1. The Perceptron mistake history shows irregular fluctuations because it updates weights only when misclassification occurs and has no global objective function. In contrast, the Gradient Descent cost history is smoother because it minimizes the Mean Squared Error over the entire dataset using batch updates, resulting in stable and gradual convergence.

2. The Perceptron achieves the lowest accuracy due to its sensitivity to non-linearly separable and noisy data. Gradient Descent improves accuracy by optimizing a global loss function. The Margin Classifier achieves comparable or slightly better accuracy while providing improved generalization due to hinge loss and L2 regularization.
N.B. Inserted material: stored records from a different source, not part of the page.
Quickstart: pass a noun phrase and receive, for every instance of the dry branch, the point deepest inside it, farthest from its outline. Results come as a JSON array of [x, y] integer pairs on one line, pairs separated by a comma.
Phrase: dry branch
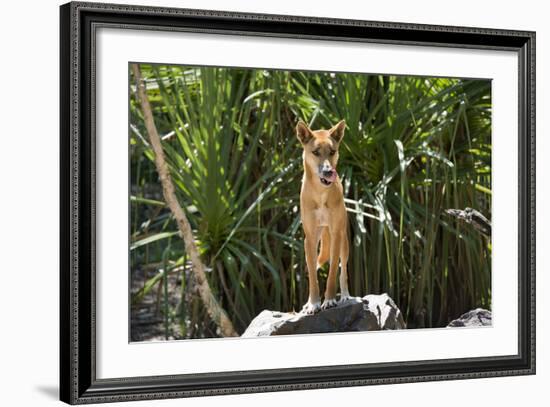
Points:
[[215, 311]]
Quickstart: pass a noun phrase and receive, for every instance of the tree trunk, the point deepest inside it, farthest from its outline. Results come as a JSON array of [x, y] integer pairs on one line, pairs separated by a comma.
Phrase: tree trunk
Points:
[[215, 311]]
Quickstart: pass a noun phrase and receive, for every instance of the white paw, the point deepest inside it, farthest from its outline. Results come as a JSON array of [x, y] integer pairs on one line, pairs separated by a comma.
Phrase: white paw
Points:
[[329, 303], [311, 308]]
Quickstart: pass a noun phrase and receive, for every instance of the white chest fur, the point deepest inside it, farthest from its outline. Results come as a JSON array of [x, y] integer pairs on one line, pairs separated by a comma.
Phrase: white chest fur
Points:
[[321, 215]]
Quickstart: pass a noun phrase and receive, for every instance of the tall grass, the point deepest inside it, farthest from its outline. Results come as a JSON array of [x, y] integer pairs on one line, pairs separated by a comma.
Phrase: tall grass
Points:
[[414, 147]]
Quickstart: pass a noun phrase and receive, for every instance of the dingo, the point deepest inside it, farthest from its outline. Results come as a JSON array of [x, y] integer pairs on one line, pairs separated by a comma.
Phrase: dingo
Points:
[[323, 213]]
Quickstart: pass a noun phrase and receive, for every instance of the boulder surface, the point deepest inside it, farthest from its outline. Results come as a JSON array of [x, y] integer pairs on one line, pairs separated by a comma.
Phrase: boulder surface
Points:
[[476, 317], [369, 313]]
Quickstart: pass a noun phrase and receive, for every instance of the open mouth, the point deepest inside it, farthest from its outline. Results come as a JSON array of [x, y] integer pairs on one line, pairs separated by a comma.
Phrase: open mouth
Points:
[[328, 178]]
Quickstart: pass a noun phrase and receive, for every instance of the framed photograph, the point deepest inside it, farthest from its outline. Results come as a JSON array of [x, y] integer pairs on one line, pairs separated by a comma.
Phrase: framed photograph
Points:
[[257, 203]]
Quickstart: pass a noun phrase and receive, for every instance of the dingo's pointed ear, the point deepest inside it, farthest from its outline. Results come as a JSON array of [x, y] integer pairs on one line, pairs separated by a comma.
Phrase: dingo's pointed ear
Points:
[[337, 131], [303, 132]]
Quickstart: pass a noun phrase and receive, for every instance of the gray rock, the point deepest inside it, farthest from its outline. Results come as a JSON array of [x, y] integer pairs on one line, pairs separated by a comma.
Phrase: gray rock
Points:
[[476, 317], [370, 313]]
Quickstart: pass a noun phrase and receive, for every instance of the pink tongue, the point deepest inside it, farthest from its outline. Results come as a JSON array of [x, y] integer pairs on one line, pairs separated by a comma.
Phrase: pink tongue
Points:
[[332, 177]]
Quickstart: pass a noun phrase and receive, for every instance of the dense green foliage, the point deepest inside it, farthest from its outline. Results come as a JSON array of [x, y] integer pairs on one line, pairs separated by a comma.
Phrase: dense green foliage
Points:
[[413, 147]]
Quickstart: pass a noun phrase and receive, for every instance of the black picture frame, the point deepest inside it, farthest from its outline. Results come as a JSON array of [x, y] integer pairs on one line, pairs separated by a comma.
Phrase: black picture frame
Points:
[[78, 382]]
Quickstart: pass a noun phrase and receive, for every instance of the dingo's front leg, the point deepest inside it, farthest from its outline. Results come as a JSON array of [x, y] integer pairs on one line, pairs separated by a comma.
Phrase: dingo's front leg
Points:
[[310, 245]]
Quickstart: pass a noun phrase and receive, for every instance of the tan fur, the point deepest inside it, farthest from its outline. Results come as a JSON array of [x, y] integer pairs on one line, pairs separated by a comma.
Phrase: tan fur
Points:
[[323, 214]]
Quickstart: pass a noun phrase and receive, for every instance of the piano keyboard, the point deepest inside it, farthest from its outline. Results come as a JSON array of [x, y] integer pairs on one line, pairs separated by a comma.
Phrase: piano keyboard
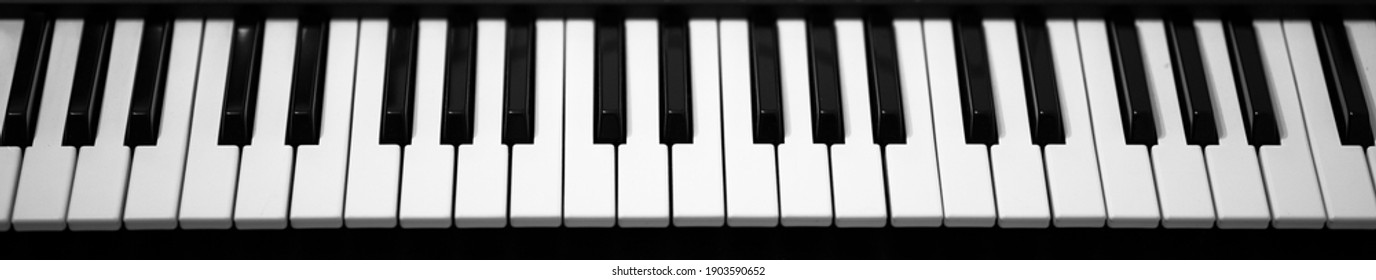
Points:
[[527, 120]]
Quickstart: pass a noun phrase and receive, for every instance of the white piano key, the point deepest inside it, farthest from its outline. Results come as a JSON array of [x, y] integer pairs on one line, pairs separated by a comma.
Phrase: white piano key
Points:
[[156, 175], [1181, 177], [373, 168], [46, 182], [751, 186], [589, 168], [1018, 178], [318, 186], [1342, 170], [643, 162], [211, 168], [1362, 35], [102, 170], [480, 173], [1288, 168], [698, 195], [266, 173], [428, 166], [537, 168], [966, 189], [10, 156], [1126, 170], [1233, 170], [1072, 168], [857, 168], [804, 166], [914, 182]]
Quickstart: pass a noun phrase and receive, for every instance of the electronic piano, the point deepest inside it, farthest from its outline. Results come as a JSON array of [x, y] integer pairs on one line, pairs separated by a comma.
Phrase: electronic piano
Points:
[[698, 126]]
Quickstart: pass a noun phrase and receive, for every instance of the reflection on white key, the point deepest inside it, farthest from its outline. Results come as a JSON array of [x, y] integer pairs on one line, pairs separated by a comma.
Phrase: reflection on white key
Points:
[[1362, 35], [10, 156], [1342, 170], [1072, 168], [46, 184], [966, 188], [1129, 189], [537, 174], [373, 168], [157, 171], [266, 174], [914, 184], [428, 166], [480, 174], [1233, 170], [751, 188], [1181, 177], [804, 166], [211, 168], [1018, 178], [589, 168], [643, 162], [856, 164], [1288, 168], [696, 167], [318, 186], [102, 170]]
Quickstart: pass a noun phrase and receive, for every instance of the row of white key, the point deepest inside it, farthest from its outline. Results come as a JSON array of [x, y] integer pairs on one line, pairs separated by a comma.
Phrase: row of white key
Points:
[[936, 178]]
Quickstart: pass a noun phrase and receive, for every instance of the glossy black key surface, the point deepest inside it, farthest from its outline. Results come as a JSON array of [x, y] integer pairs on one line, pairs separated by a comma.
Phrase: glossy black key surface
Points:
[[399, 83], [885, 90], [1130, 73], [457, 123], [976, 84], [610, 62], [149, 79], [303, 123], [1345, 88], [1190, 84], [610, 82], [1254, 91], [674, 84], [88, 82], [767, 102], [1039, 82], [241, 86], [827, 126], [519, 120], [26, 90]]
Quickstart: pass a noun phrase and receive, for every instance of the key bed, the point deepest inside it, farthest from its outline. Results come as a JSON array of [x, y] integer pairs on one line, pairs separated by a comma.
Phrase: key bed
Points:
[[687, 117]]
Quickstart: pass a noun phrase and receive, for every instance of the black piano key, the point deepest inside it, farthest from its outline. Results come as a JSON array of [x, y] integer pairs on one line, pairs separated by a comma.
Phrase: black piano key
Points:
[[827, 126], [519, 120], [767, 102], [399, 83], [149, 79], [241, 87], [1190, 83], [674, 84], [1039, 82], [976, 82], [88, 83], [1254, 91], [610, 100], [457, 123], [885, 91], [1130, 73], [303, 123], [1345, 88], [26, 90]]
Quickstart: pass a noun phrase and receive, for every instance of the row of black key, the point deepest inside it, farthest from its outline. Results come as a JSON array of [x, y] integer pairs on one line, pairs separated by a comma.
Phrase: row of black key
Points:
[[676, 119]]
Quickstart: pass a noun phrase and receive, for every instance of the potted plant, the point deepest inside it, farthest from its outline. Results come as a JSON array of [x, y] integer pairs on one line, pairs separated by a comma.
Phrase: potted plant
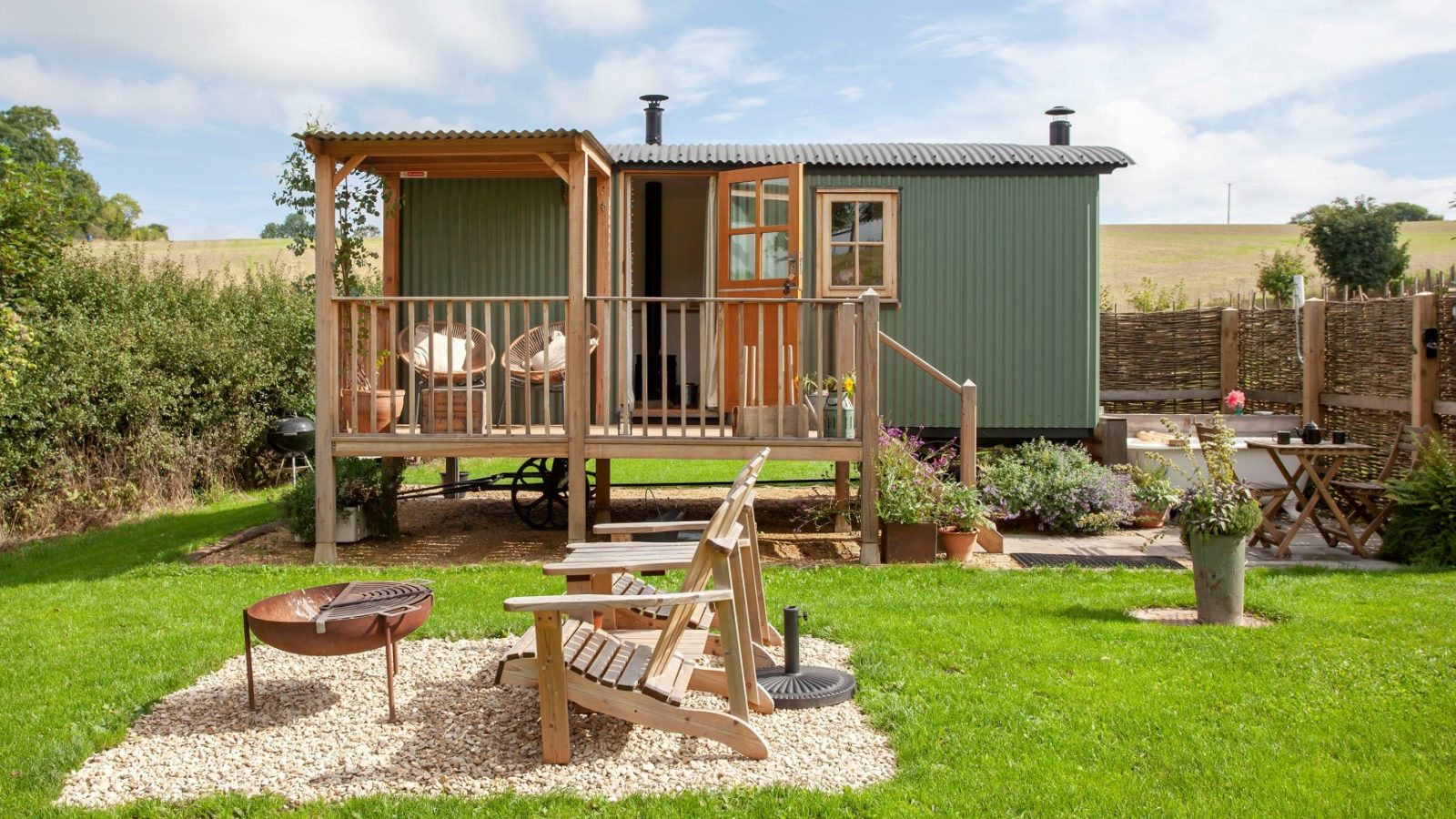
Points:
[[830, 401], [364, 493], [907, 497], [960, 515], [1154, 493], [1218, 518]]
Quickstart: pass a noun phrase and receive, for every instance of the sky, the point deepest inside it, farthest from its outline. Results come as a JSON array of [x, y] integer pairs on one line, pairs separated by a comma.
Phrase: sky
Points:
[[188, 104]]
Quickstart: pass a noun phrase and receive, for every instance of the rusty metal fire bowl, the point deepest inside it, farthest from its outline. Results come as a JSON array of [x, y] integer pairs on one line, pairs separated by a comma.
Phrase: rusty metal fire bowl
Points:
[[341, 618]]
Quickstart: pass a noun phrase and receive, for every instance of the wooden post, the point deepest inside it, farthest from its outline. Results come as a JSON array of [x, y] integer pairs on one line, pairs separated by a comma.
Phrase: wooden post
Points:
[[579, 383], [1314, 359], [325, 363], [844, 361], [603, 490], [603, 288], [968, 433], [868, 410], [1229, 353], [1424, 372]]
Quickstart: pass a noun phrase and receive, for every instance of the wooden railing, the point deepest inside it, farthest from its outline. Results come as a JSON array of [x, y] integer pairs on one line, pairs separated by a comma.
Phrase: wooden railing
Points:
[[967, 392], [440, 366]]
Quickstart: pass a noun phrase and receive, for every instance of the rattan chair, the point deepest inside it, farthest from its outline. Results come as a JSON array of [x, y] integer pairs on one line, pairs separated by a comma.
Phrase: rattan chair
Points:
[[444, 351]]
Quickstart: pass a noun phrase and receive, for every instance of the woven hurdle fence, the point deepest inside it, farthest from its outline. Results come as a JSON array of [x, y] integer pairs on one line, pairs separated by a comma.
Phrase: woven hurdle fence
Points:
[[1366, 365]]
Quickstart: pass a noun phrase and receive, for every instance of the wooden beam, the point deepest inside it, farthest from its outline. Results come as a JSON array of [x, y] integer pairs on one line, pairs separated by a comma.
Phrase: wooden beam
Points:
[[349, 167], [1228, 354], [577, 376], [390, 249], [1314, 343], [868, 394], [325, 361], [1426, 373], [555, 167]]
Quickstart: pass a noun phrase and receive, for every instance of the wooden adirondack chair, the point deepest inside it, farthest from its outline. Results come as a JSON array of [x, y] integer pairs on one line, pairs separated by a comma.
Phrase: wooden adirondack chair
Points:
[[641, 676], [761, 630]]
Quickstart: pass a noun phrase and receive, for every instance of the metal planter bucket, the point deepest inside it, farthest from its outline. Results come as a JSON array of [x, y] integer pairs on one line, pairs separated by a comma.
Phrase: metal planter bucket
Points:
[[1218, 579]]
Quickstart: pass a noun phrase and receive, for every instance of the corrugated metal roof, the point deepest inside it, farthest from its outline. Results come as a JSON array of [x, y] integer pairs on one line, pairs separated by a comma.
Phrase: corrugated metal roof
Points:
[[873, 155]]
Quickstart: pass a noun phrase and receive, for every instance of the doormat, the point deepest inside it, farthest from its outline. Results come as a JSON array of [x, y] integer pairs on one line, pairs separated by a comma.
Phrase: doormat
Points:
[[1094, 561]]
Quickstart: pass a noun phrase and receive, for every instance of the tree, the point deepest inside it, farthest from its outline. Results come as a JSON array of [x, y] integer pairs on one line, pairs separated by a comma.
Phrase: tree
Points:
[[1278, 274], [295, 227], [356, 203], [1410, 212], [1356, 245], [26, 130]]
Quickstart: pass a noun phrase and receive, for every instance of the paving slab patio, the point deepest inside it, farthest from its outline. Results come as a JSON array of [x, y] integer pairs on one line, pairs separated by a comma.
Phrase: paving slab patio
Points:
[[1308, 550]]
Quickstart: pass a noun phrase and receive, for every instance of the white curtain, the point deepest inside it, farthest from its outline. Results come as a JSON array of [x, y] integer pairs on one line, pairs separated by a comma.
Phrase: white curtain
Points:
[[710, 312]]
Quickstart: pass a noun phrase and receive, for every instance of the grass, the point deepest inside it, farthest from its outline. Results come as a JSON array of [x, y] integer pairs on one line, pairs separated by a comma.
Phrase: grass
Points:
[[1212, 259], [1004, 693]]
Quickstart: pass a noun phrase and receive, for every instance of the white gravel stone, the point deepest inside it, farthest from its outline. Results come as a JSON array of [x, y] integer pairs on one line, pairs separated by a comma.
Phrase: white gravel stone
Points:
[[320, 734]]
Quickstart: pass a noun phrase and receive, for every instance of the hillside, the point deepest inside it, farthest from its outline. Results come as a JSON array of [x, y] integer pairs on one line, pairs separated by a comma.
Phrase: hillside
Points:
[[1210, 259]]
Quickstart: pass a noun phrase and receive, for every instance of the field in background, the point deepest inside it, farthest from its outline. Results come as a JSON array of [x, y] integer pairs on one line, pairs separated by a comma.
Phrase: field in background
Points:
[[1212, 259]]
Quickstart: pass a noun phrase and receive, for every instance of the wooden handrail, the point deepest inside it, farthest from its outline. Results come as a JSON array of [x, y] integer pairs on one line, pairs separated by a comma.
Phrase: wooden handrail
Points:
[[966, 390], [919, 361]]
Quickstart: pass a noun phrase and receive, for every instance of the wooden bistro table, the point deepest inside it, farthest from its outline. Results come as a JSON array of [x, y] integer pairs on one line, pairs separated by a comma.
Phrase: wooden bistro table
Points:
[[1305, 453]]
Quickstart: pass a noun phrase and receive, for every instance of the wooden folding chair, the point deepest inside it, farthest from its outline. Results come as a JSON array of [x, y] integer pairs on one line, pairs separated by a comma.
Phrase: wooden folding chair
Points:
[[1270, 496], [641, 676], [1369, 500]]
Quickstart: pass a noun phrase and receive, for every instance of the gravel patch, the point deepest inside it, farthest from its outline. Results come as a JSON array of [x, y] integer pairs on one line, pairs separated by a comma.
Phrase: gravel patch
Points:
[[320, 734]]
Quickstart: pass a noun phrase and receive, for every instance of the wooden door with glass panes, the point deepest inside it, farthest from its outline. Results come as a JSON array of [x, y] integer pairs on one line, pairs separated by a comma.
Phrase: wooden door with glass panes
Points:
[[759, 213]]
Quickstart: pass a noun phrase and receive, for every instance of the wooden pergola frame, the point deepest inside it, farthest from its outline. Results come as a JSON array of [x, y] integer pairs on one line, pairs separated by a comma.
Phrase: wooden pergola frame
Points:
[[575, 157]]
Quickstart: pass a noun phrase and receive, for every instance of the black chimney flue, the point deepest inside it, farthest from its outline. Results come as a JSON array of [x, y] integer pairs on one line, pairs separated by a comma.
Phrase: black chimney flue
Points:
[[1060, 127], [654, 116]]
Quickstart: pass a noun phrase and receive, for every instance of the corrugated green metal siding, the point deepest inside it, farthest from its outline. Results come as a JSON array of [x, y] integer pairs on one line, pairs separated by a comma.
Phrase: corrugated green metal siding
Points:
[[997, 285], [482, 238]]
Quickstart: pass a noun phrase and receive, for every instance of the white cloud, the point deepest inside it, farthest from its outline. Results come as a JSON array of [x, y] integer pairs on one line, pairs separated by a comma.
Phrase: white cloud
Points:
[[277, 44], [1203, 94], [603, 18], [691, 69]]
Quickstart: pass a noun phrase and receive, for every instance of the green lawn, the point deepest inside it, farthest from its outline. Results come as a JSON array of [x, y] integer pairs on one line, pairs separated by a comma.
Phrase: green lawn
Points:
[[1004, 693]]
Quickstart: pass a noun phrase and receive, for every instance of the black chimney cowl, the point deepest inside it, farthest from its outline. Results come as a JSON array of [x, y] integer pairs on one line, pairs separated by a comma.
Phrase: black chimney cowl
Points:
[[1060, 127], [654, 116]]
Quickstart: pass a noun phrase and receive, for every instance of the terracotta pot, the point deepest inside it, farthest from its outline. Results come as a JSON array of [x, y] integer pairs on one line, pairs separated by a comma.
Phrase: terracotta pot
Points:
[[1149, 518], [909, 542], [958, 545], [373, 413]]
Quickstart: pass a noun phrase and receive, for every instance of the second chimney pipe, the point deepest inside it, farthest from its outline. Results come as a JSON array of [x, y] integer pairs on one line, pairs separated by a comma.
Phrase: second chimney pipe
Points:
[[1060, 127], [654, 116]]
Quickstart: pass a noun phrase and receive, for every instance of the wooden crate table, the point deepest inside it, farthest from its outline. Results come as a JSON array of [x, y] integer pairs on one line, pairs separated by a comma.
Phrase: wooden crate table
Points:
[[455, 410], [1305, 453]]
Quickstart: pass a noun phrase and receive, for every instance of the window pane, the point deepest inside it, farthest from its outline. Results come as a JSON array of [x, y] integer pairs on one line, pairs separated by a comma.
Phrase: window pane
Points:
[[776, 254], [842, 264], [743, 205], [871, 222], [842, 216], [871, 266], [742, 249], [776, 201]]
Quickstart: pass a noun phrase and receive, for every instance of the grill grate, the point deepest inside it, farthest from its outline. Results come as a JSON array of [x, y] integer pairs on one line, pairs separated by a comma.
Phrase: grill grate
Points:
[[1094, 561]]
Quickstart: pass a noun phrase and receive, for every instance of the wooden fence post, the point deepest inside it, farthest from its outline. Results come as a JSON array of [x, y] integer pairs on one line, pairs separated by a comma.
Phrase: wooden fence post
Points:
[[1229, 353], [1314, 359], [1424, 372], [968, 433], [868, 394]]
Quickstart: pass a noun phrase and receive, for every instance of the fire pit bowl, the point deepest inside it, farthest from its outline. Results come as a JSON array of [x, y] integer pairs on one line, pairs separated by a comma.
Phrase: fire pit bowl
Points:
[[342, 618], [288, 622]]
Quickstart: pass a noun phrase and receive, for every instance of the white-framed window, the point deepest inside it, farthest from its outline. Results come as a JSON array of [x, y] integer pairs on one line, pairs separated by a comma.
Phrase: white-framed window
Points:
[[856, 237]]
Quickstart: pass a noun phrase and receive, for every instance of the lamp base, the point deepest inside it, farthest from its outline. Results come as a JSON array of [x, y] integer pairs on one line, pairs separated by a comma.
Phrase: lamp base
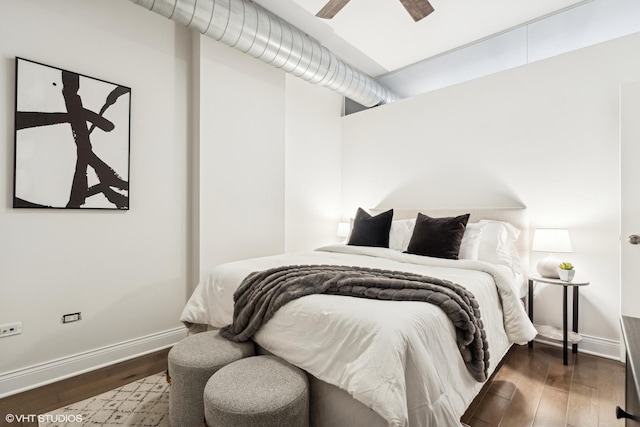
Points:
[[548, 267]]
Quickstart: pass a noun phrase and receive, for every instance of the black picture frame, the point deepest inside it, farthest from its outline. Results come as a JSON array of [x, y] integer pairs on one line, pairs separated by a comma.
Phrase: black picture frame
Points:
[[72, 140]]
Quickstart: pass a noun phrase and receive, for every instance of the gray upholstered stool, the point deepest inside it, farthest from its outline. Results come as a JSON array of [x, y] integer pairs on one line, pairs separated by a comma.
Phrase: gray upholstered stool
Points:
[[192, 361], [260, 391]]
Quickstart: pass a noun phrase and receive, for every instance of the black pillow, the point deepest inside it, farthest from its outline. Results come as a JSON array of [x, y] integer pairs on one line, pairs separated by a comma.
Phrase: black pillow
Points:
[[438, 237], [371, 230]]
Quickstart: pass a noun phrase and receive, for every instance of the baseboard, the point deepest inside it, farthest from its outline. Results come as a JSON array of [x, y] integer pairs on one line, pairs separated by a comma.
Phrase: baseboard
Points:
[[24, 379], [596, 346]]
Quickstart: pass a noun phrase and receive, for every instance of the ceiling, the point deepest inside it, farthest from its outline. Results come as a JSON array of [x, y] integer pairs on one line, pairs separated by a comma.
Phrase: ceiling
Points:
[[379, 36]]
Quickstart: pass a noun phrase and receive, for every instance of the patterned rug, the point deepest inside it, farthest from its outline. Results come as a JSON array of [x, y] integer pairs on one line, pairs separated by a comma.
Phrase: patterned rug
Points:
[[143, 403]]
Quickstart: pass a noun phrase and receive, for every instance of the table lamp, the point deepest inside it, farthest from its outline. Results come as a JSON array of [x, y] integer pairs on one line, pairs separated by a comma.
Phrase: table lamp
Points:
[[551, 240]]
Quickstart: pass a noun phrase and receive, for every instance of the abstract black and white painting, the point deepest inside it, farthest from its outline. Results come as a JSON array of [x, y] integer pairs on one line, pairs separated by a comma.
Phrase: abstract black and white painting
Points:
[[71, 140]]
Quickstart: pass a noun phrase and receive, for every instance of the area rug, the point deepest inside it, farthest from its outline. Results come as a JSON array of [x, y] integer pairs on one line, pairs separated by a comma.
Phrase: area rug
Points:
[[144, 403]]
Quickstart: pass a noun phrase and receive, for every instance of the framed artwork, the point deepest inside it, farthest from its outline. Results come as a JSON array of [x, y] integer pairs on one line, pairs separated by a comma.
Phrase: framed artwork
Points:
[[71, 140]]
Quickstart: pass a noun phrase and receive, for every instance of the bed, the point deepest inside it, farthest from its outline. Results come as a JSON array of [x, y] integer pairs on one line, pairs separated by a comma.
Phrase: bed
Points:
[[388, 363]]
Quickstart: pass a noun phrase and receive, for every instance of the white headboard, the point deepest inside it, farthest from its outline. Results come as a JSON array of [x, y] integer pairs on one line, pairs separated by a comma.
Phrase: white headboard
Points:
[[516, 216]]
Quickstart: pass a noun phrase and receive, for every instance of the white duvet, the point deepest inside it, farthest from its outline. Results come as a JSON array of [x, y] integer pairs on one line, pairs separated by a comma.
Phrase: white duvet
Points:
[[397, 357]]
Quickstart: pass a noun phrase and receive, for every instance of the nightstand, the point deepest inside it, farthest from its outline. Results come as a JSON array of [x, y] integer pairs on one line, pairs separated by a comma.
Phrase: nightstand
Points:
[[554, 333]]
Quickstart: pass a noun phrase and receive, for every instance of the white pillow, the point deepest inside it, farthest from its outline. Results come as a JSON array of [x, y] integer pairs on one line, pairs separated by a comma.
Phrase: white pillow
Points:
[[470, 245], [498, 244], [400, 233]]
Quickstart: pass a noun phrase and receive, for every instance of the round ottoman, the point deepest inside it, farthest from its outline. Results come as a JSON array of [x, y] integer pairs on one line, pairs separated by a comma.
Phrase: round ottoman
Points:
[[192, 361], [260, 391]]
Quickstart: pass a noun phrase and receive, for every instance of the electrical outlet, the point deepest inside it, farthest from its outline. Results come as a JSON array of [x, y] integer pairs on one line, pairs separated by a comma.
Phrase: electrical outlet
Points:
[[10, 329], [73, 317]]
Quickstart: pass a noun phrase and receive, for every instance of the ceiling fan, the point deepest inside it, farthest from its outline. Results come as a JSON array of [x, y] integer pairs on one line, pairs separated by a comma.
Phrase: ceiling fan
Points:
[[418, 9]]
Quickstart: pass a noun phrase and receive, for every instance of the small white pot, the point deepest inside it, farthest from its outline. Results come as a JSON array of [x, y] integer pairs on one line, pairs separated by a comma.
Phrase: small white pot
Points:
[[566, 275]]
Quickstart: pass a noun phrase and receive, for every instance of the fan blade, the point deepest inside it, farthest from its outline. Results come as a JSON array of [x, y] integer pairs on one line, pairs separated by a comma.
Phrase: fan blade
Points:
[[330, 9], [418, 9]]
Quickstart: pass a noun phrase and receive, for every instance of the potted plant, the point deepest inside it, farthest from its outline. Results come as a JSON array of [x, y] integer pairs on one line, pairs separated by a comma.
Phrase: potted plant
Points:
[[566, 271]]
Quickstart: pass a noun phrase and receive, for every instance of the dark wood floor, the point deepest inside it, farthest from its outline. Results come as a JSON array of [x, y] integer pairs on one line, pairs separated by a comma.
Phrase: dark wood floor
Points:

3. If a new water sample lies close to the decision boundary, the Margin Classifier is more reliable because it enforces a safety margin using hinge loss. This reduces uncertainty near the boundary and improves robustness, which is important for safety-critical applications like water quality assessment.

# Discussion Questions

### Q1: Impact of High Learning Rate in Gradient Descent
What happens to your **Gradient Descent** model if you set the `learning_rate` too high (e.g., `1.0`)?
*Hint: Think about convergence, overshooting, and divergence.*

---

### Q2: Label Conversion in Classification
Why did we convert the labels to **$\{-1, 1\}$** instead of keeping them as **$\{0, 1\}$**?
*Hint: Consider the mathematical formulation of the loss function (e.g., Hinge Loss) and symmetry.*

---

### Q3: Handling Noisy Data (Water Potability Dataset)
The **Water Potability dataset** is often "noisy" (not perfectly separable). Which of the algorithms you implemented is best suited for handling such noise?
*Hint: Think about robustness to outliers and margin-based classifiers.*


Answers:

1. If the learning rate is set too high, Gradient Descent may overshoot the optimal solution, causing oscillations or divergence. Instead of converging smoothly to the minimum loss, the model may fail to converge or produce unstable results.

2. Labels are converted to {−1, 1} because loss functions like hinge loss and algorithms such as Perceptron rely on symmetric mathematical formulations around zero. This representation simplifies margin calculations and allows efficient use of dot products and sign-based predictions.

3. Among the implemented algorithms, the Margin Classifier is best suited for handling noisy data. The use of hinge loss and L2 regularization makes it robust to outliers and prevents overfitting by maintaining a stable decision boundary with a safety margin.